September 6th, 1971
It’s nearly noon. I’m sitting here in my broken-bottom dirty gray velvet chair. A fly is buzzing around me. The apartment is dirty, dingy, and cluttered. Beer cans are strung around– and the various sections of yesterday’s Sunday paper are lying about. I’m sitting here in a pair of bell-bottom blue jeans– heating water for coffee on a filthy stove.
The changes that are taking place in my life have got to be understood. My mind is so incoherent. I have got to write all this down– and try to understand.
During the course of this past spring and summer, my life has disintegrated to a point of madness. I cannot say how this happened.

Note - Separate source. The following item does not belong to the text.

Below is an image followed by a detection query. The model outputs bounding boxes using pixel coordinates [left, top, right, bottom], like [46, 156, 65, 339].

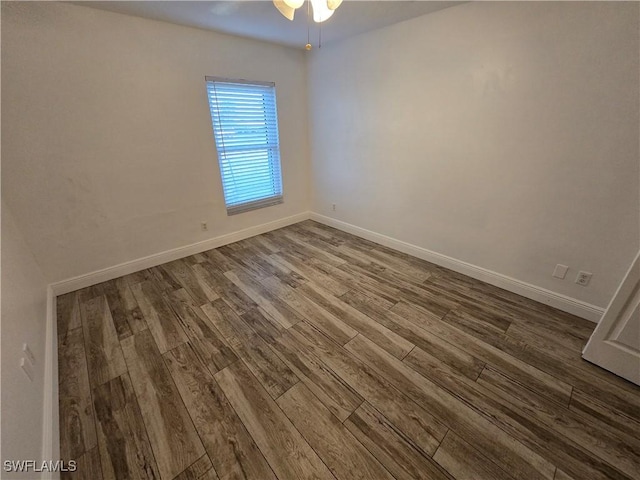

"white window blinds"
[206, 77, 282, 215]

I left Missouri to escape two things: the fucked-up family situation I was in and to escape mediocrity. Young and with a wild spirit I caught a bus to St. Louis to get on a jet EAST– where a life of excitement and relevance awaited me. I was successful. In the course of a year, I had done more than most people do in a lifetime. I was making $200.00 a week at a weekly newspaper– dressed well, ate well and had a fine apartment in a chic neighborhood.
But where do I go from here?
I am bored and near psychotic and the thought of just continuing on as is indefinitely is driving me mad.
I feel time flying past me hysterically– in a few months, I’ll be 21. I want greatness in this life. I want an exciting, challenging life.
What has happened is that I am “settling down” in this job. If I stay with Army Times I can logically expect to move up the ladder in the chain of command.
That isn’t what I want! If they were to tell me that, if I stayed with the company another 10 years, I would be president of Army Times– I don’t think I would take it.
Goddam I cannot get my feelings on paper.